Nodding my head once in emphasis of my taunt, I wished he could see the determination in my expression. But if this had to be played out over phone messages and behind closed doors, then I would figure out how to drag him from those shadows into the light. Maybe this was what he meant when he told me we couldn’t be together in a normal way. Maybe Donovan was more screwed up than a man who refused to speak. Maybe he was a man plagued by tragedy so thoroughly that he couldn’t bear to move on in a way that could be openly seen.

I couldn’t reach him as a normal woman does a man, so I was willing to try another way, regardless of how abnormal it was.

As I waited for his response, a thought occurred to me: I hadn’t been assigned to some random predator in this game. Donovan Stone had kept me for himself.

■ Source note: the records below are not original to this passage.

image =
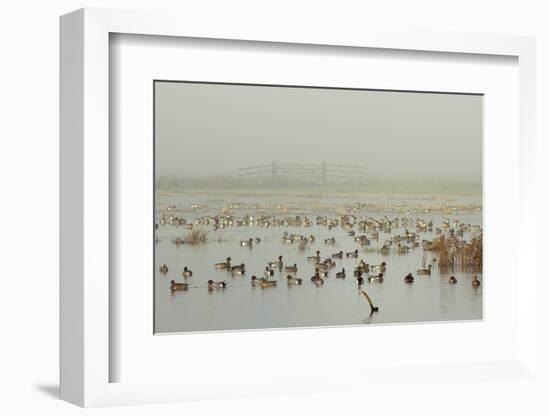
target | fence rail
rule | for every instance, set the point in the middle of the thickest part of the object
(320, 172)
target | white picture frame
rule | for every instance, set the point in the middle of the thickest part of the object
(85, 180)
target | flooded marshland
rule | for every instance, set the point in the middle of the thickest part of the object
(196, 229)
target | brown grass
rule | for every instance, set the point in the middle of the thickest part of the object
(196, 236)
(457, 254)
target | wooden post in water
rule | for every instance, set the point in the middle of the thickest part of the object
(273, 170)
(372, 307)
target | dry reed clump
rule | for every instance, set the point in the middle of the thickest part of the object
(195, 237)
(453, 253)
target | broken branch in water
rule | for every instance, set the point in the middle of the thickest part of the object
(372, 307)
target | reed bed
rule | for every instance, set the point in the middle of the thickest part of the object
(196, 236)
(454, 253)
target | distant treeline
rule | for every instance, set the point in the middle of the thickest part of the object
(369, 186)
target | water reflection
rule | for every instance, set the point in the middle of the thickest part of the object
(336, 302)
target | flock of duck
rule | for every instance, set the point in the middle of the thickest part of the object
(362, 272)
(363, 230)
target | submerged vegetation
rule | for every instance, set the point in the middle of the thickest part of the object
(452, 252)
(196, 236)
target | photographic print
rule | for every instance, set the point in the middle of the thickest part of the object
(290, 207)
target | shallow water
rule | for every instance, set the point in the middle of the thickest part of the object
(338, 301)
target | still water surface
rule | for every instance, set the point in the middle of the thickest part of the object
(338, 301)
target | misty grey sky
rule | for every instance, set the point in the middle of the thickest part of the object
(212, 129)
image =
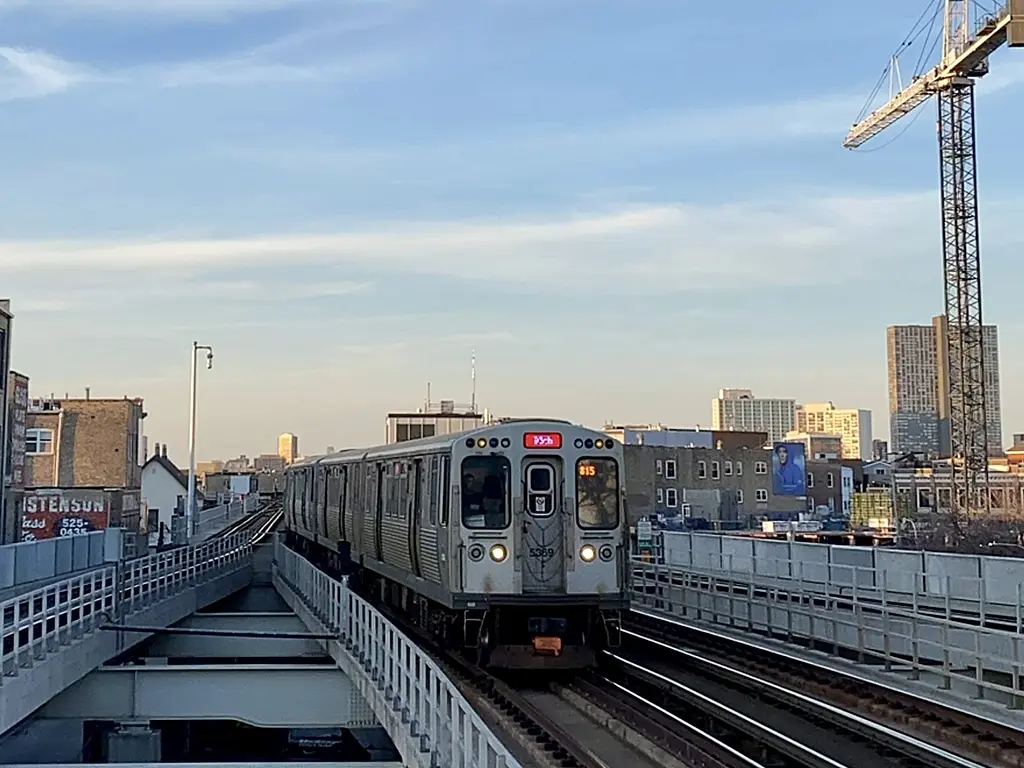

And given the timing of when I’d signed up and when we’d first met, it was safe to assume that he’d wanted me since the interview in his office, since the day he’d sent me off and then dragged me back in with two emails that had arrived at the same time.

I had to be stupid to have not noticed the coincidence, to have not questioned the timing of everything that had occurred.

I wouldn’t be stupid any longer.

You act like you know who I am. And yet, knowing that, and knowing what you’ve done to me, you act like you’re safe. I’m not done playing with you just yet, little girl. I haven’t even begun to show you what I’m capable of.

Oh, I knew very well what Donovan was capable of. I’d felt it the night we danced. I’d understood it when he’d offered me revenge against Clayton on a silver platter. I fell victim to it when he settled me on the edge of his desk and showed me what his tongue and hands could make me feel. I’d become addicted when my body responded to his scent, his stare, his touch...to him.

Little girl. Ha! I’d show him little girl. I hadn’t been little since the day I was forced to grow up by the cutting words and angry, bruising hands of my father. And now that I’d learned to step out of my shell and make my demands, I was dead set in my focus to pull Donovan from his.

Then come and get me. I’m not scared. The question is: Are you?

He didn’t respond. Not that I expected him to. I’d just smacked the ball directly into his court, and I was ready for whatever he wanted to do with it.